Then he disappeared one weekend to have his gallbladder removed. As Washington Post reporter Jay Mathews recounted in his 1988 book, "Escalante: The Best Teacher in America," the hard-driving teacher turned the health problem into another weapon in his bag of tricks. "You burros give me a heart attack," he repeatedly told his students when he returned. "But I come back! I'm still the champ."
The guilt-making mantra was effective. One student said, "If Kimo can do it, we can do it. If he wants to teach us that bad, we can learn."
The Advanced Placement program qualifies students for college credit if they pass the exam with a score of 3 or higher. For many years it was a tool of the elite; the calculus exam, for example, was taken by only about 3% of American high school math students when Escalante revived the program at Garfield in the late 1970s.
In 1982, a record 69 Garfield students were taking AP exams in various subjects, including Spanish and history.
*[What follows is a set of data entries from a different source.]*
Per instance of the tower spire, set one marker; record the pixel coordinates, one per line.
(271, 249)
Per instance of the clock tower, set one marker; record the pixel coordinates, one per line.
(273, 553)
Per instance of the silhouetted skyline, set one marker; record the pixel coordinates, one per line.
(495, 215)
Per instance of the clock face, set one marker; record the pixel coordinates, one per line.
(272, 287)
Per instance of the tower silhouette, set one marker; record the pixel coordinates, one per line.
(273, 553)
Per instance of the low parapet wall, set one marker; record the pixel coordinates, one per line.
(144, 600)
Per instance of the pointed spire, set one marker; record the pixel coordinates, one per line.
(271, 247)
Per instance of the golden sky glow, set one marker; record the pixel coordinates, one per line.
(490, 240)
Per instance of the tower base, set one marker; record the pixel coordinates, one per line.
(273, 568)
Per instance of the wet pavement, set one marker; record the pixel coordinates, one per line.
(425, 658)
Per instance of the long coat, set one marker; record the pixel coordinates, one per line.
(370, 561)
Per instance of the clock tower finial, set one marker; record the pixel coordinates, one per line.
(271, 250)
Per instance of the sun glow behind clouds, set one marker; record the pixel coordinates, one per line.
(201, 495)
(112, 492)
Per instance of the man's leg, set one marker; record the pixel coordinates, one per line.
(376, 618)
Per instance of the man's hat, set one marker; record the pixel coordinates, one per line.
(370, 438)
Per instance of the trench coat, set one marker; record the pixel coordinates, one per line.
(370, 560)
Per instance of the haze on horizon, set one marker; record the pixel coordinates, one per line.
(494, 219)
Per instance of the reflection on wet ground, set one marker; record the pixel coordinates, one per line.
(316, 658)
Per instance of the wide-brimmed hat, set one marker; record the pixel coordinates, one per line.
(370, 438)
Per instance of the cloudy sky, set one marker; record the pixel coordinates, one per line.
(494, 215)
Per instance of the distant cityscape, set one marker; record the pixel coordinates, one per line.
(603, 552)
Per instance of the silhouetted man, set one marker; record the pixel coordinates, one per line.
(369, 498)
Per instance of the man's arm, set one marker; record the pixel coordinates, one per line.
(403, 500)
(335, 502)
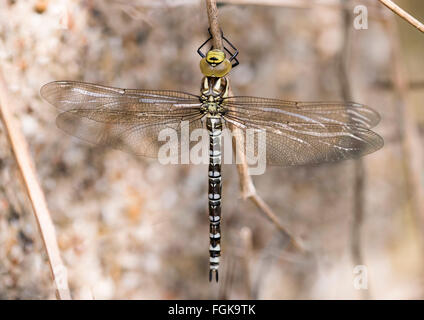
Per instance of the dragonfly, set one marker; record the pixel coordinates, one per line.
(297, 133)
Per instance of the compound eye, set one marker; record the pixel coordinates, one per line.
(215, 56)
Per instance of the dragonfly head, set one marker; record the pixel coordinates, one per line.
(215, 64)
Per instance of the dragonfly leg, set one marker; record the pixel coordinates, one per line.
(211, 271)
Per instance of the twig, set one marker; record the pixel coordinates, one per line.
(36, 196)
(359, 176)
(413, 152)
(403, 14)
(246, 185)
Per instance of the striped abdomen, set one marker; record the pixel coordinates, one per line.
(214, 126)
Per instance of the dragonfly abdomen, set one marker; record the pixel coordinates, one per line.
(214, 126)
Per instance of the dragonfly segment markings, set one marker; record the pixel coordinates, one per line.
(296, 133)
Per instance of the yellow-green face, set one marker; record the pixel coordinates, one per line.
(215, 64)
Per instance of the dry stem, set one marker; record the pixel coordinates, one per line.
(35, 193)
(403, 14)
(246, 185)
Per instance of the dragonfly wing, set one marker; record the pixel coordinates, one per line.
(126, 119)
(338, 113)
(311, 133)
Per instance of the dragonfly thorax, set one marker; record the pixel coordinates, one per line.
(213, 91)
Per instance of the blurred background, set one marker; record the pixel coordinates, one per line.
(131, 228)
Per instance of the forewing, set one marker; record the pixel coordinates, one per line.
(306, 133)
(338, 113)
(126, 119)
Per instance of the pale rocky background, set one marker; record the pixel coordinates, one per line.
(130, 228)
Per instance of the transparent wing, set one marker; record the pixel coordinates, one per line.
(299, 133)
(126, 119)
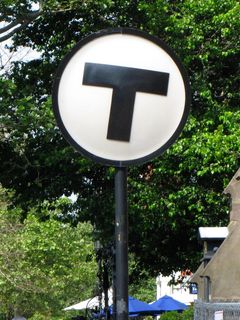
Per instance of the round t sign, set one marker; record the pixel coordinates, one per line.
(121, 97)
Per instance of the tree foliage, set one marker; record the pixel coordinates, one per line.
(44, 266)
(173, 195)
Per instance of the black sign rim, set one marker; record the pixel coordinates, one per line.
(76, 48)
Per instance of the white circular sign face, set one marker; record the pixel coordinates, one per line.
(121, 97)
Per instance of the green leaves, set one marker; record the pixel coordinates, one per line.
(49, 264)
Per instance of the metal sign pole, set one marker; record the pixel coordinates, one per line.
(121, 239)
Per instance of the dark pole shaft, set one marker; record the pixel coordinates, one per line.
(121, 234)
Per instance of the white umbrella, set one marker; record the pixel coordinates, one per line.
(86, 304)
(90, 303)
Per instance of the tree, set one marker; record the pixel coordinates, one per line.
(170, 197)
(44, 266)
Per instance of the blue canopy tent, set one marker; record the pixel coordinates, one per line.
(137, 308)
(167, 303)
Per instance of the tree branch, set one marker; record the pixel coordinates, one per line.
(19, 23)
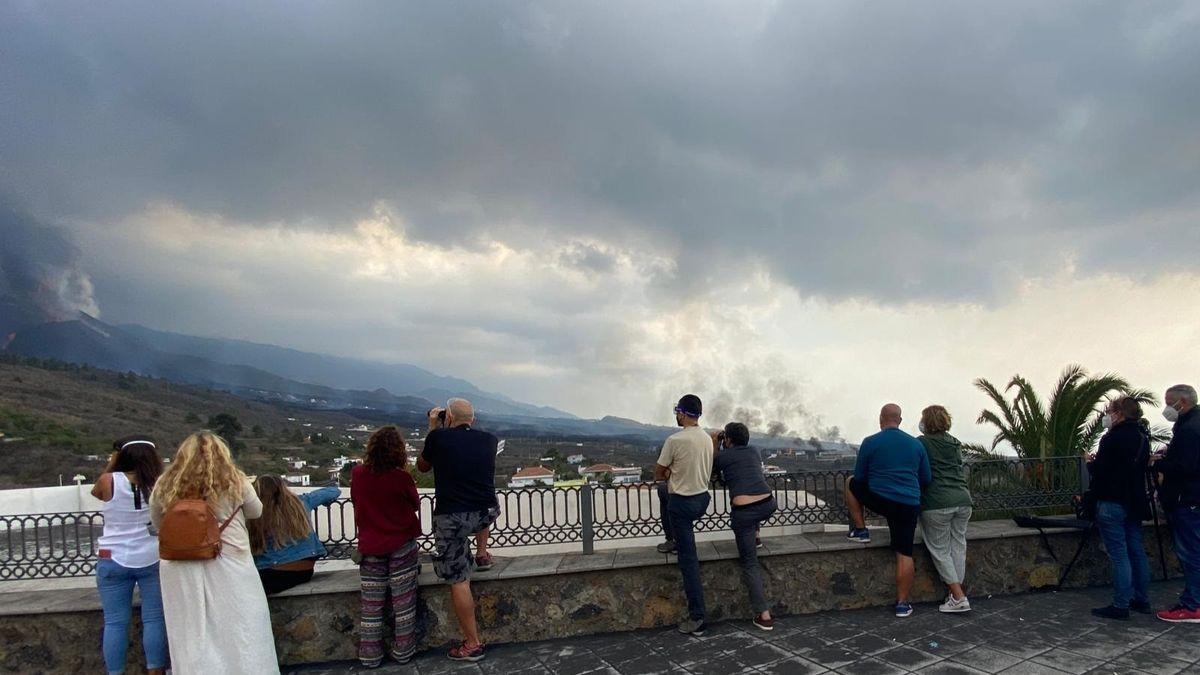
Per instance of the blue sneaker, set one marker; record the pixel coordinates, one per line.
(861, 535)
Escalante's calculus students took their exam in May under the watchful eye of the school's head counselor. The results, released over the summer, were stunning: All 18 of his students passed, with seven earning the highest score of 5.
But the good news quickly turned bad.
The Educational Testing Service, which administers the exam, said it had found suspicious similarities in the solutions given on 14 exams. It invalidated those scores.
The action angered the students, who thought the service would not have questioned their scores if they were white. But this was Garfield, a school made up primarily of lower-income Mexican Americans that only a few years earlier had nearly lost its accreditation. "There's a tremendous amount of feeling that the Hispanic is incapable of handling higher math and science," Escalante reflected later in an interview with Newsday.
He, like many in the Garfield community, feared the students were victims of a racist attack, a charge that Educational Testing Service strongly denied. Two of the students told Mathews of the Washington Post that some cheating had occurred, but they later recanted their confessions.
Vindication came in a retest. Of the 14 accused of wrongdoing, 12 took the exam again and passed.
After that, the numbers of Garfield students taking calculus and other Advanced Placement classes soared. By 1987, only four high schools in the country had more students taking and passing the AP calculus exam than Garfield.
Escalante's dramatic success raised public consciousness of what it took to be not just a good teacher but a great one. One of the most astute analyses of his classroom style came from the actor who shadowed him for days before portraying him in "Stand and Deliver."
"He's the most stylized man I've ever come across," Olmos, who received an Oscar nomination for his performance, told the New York Times in 1988. "He had three basic personalities -- teacher, father-friend and street-gang equal -- and he would juggle them, shift in an instant. . . . He's one of the greatest calculated entertainers."
Escalante was the ultimate performer in class, cracking jokes, rendering impressions and using all sorts of props -- from basketballs and wind-up toys to meat cleavers and space-alien dolls -- to explain complex mathematical concepts.